Are Deaths Due to Lack of Health Insurance Seriously Underestimated?

Lately, I’ve had the feeling that “progressive” journalists and commentators too often pull their punches in calling attention to social problems, by underestimating the magnitude of problem-related statistics such as the unemployment rate and the number of fatalities due to lack of health insurance in the United States. My theory about this is that “progressives” are being defensive in their approach and bending over backwards to give the right wing the benefit of the doubt by understating numbers out of an abundance of caution.

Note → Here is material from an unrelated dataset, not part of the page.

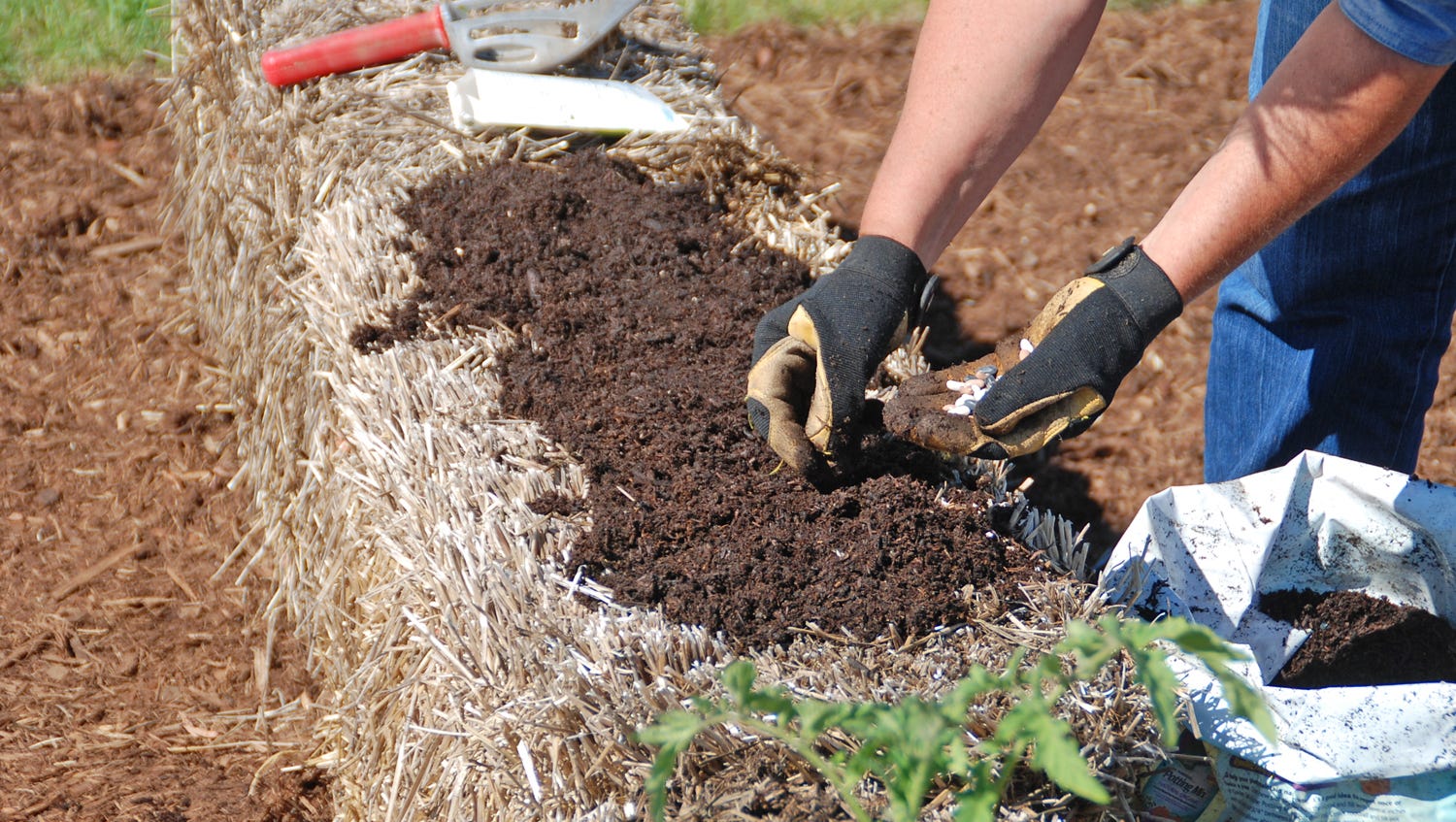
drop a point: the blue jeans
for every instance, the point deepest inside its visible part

If this is right, then my reply is that underestimating problem-related numbers is just as bad as over-estimating them, and that what people ought to do is try to provide the best estimates they can and let the critical chips fall where they may. In this post, I want to raise a question about the accuracy of the numerical estimates of US deaths due to lack of health insurance often seen in articles and blogs authored by people, like myself, who favor eliminating insurance coverage shortfalls by passing Medicare for All.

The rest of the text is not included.